Nomad 1.0 Highlights

  • Dynamic Application Sizing (Enterprise): This new feature monitors Nomad jobs to track resource usage, and will right-size applications to enable the most efficient level of resource consumption. By using recommendations based on the analysis of historical data organizations can optimize application resource consumption intelligently and non-disruptively at scale without the manual, trial-and-error of hardcoding resource requirements. This sounds very much like an autoscaling group. For a deeper understanding read Hashicorp’s writeup on the feature here.
  • Namespaces (OSS): This feature enables jobs and their associated objects to be segmented from each other and from other users to achieve multi-tenant clusters. Prior to the release of version 1.0, this was an Enterprise-only feature.
  • Event Stream: This feature lets you view and subscribe to a single, unified timeline that streams all high-level events to better understand how the Nomad cluster is performing. Observe state changes that occur at the Job, Allocation, Evaluation, Deployment, and Node levels in Nomad in real-time for stronger tracing and debuggability. Read more here.
  • HCL2: Nomad can now use the latest version of the HashiCorp HCL2 which means that Nomad can use the benefits that HCL brings in terms of expressions to create Nomad job files. The addition of variables, functions, templates, and expression support allows users to create dynamic and flexible configurations that can adapt their Nomad job files to a much greater range of internal needs.
  • Dynamic Envoy Versioning: At runtime, Nomad will now query HashiCorp Consul locally to launch the Connect sidecar proxy with the latest supported version of Envoy by default.
  • CNI Improvements: IP addresses created via the Container Networking Interface (CNI) or multi-host networks can now be exposed and registered directly with Consul.
  • Consul Namespace: Users of Consul Enterprise can now configure a single Nomad cluster to support a single Consul namespace.
  • Topology Visualization: This new UI feature enables you to see all datacenter, node, and allocation information and their resource utilization in a Nomad cluster. Users can utilize this to intuitively understand cluster capacity, observe how application deployments are distributed across nodes, and proactively identify suboptimal collocations of allocations to lower blast radius in node failures. For a more in-depth overview read more here.

SummarySummary

Nomad is one of those solutions that unfortunately has very scrambled messaging. Hashicorp’s standard messaging that states it is a flexible workload management solution; although technically correct; causes confusion between it as the capabilities of a CI/CD workflow program, from the perspective of HashiCorp Waypoint fills that gap. There is no doubt that when it is deployed for the correct use cases, like as a replacement for Kubernetes or as a supplement, however, unlike Kubernetes that is laser-focused on Containers and creating a complete lifecycle wrapper for them, Nomad focuses like traditional Unix tasks on a single task that of scheduling. Yes, it is not as functional as Kubernetes in the management of Containers, there is not life-cycle management for example, but conversely, there is no ability to manage non-container workloads with Kubernetes. It is horse for courses and Nomad is very good at what it does.
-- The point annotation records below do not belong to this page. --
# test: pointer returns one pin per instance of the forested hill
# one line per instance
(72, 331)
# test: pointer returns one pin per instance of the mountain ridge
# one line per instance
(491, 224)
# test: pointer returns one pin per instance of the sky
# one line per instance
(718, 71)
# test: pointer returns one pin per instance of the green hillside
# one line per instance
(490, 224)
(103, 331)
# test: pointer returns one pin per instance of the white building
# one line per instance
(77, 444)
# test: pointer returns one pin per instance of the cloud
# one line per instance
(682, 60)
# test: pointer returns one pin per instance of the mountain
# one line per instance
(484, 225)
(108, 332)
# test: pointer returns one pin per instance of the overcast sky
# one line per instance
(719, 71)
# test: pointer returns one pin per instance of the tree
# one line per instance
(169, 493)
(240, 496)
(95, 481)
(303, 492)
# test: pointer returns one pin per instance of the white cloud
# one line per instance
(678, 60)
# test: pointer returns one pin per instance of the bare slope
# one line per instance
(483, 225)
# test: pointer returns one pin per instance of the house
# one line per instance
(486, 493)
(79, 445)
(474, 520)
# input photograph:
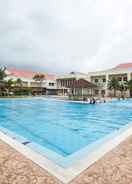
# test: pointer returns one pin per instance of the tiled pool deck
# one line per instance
(114, 168)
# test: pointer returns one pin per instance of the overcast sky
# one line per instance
(65, 35)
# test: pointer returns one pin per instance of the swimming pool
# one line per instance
(61, 129)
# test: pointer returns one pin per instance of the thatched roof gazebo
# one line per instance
(82, 87)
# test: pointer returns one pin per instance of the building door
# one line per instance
(130, 93)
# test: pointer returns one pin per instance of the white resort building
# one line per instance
(48, 85)
(122, 72)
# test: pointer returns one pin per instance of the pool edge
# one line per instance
(67, 174)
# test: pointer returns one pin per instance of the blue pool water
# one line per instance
(63, 127)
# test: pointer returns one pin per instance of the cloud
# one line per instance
(62, 36)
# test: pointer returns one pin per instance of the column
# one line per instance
(106, 85)
(128, 76)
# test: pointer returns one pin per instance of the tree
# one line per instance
(130, 86)
(123, 87)
(9, 84)
(18, 82)
(2, 73)
(39, 78)
(113, 84)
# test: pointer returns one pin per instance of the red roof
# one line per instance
(124, 66)
(27, 74)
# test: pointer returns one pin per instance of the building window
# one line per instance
(103, 92)
(104, 80)
(124, 78)
(96, 92)
(119, 79)
(51, 84)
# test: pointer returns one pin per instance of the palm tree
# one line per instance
(9, 83)
(39, 78)
(113, 84)
(18, 82)
(2, 73)
(123, 87)
(130, 86)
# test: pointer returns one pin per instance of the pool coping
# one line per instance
(69, 173)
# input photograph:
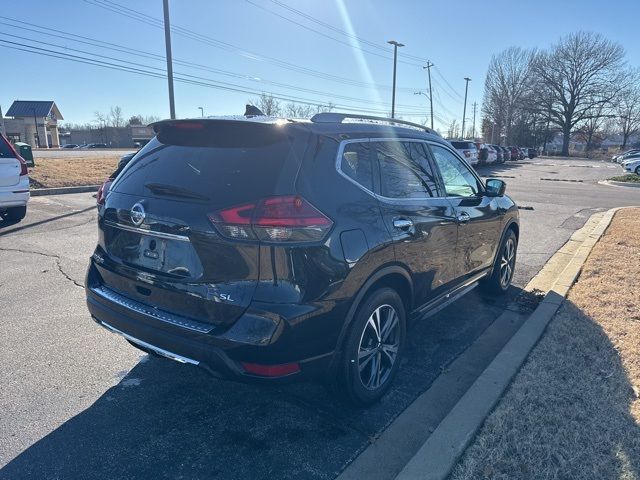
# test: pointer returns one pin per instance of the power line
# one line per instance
(181, 31)
(343, 32)
(179, 77)
(357, 39)
(152, 56)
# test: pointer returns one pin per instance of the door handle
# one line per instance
(402, 223)
(463, 217)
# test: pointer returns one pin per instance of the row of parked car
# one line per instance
(477, 153)
(84, 145)
(630, 160)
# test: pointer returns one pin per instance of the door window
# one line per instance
(356, 164)
(405, 171)
(458, 179)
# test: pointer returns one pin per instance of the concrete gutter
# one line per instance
(442, 450)
(35, 192)
(613, 183)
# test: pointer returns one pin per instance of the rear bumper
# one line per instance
(221, 353)
(15, 195)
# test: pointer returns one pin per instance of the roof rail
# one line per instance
(336, 117)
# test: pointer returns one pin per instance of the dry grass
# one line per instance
(573, 410)
(67, 172)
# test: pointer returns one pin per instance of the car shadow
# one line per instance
(167, 420)
(4, 223)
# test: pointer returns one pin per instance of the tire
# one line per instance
(15, 214)
(503, 266)
(367, 367)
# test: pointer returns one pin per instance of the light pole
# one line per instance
(422, 93)
(464, 111)
(428, 67)
(35, 124)
(167, 43)
(395, 62)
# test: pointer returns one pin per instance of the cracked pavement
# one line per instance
(77, 401)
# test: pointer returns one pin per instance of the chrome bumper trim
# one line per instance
(144, 231)
(152, 312)
(160, 351)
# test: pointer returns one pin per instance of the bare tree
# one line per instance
(628, 113)
(507, 88)
(268, 105)
(579, 73)
(115, 117)
(298, 110)
(454, 130)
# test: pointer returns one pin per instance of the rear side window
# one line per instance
(405, 171)
(5, 150)
(356, 164)
(219, 162)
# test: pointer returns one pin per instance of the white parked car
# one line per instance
(14, 183)
(632, 165)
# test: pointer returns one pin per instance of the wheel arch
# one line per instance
(393, 276)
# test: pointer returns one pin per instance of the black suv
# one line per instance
(275, 249)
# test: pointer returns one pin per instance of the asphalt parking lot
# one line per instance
(79, 402)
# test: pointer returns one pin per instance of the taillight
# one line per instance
(287, 218)
(23, 166)
(102, 192)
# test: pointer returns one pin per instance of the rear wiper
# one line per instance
(173, 191)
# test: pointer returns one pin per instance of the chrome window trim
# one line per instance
(466, 164)
(341, 148)
(144, 231)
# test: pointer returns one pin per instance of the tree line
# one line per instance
(580, 86)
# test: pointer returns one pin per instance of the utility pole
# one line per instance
(395, 62)
(473, 127)
(428, 67)
(35, 124)
(464, 111)
(167, 41)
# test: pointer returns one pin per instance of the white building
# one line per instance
(32, 122)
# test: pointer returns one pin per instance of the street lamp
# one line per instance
(429, 97)
(464, 111)
(395, 62)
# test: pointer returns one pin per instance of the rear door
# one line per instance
(9, 165)
(478, 216)
(420, 220)
(174, 227)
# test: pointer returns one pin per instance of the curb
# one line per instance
(36, 192)
(613, 183)
(442, 450)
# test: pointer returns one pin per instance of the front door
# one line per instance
(478, 216)
(420, 220)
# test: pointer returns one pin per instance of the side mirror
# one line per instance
(495, 187)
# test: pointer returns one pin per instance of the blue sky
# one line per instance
(230, 41)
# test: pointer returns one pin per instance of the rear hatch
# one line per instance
(9, 165)
(159, 241)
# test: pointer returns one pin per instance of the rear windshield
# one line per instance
(232, 163)
(463, 145)
(5, 151)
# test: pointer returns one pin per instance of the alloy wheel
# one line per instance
(378, 348)
(507, 262)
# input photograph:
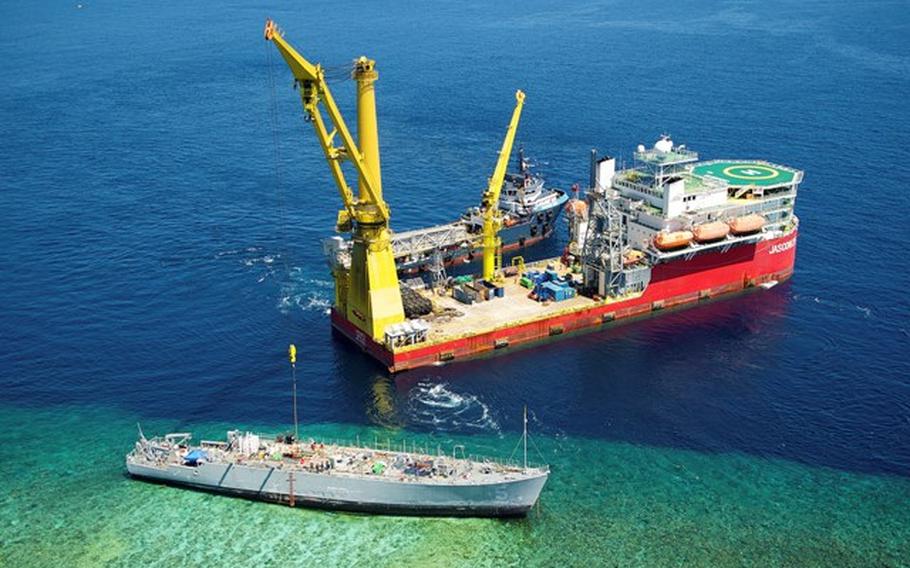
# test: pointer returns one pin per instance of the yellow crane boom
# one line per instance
(367, 293)
(492, 217)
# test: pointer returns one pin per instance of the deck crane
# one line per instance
(366, 294)
(492, 216)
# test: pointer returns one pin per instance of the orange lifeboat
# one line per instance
(747, 224)
(632, 256)
(673, 240)
(712, 231)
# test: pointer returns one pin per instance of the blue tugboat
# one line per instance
(530, 211)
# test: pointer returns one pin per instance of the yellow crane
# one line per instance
(492, 216)
(367, 294)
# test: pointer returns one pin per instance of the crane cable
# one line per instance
(276, 149)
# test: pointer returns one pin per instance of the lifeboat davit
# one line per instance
(577, 208)
(715, 230)
(673, 240)
(747, 224)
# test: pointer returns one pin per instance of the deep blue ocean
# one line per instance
(162, 203)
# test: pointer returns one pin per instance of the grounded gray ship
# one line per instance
(350, 478)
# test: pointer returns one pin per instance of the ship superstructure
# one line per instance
(671, 206)
(386, 480)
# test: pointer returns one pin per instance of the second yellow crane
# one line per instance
(367, 293)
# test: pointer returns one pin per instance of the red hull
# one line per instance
(672, 284)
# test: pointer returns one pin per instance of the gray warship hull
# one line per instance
(477, 494)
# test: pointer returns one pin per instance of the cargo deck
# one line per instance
(502, 323)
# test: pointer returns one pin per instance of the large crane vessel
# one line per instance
(670, 230)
But the real question is whether it is a release worthy of the 1.0 version and the answer to that question is yes. Nomad is a very stable product and the addition of Dynamic Scaling to the Enterprise version is a massive step forward. Even more significant is the moving into the OSS version of Namespaces, significantly improving the security profile of the product for OSS users and as such is worthy of the 1.0 on its own.

That said I hope that Hashicorp will revisit the messaging around the product to provide a more focused definition that actually allows people to understand what it can and cannot do.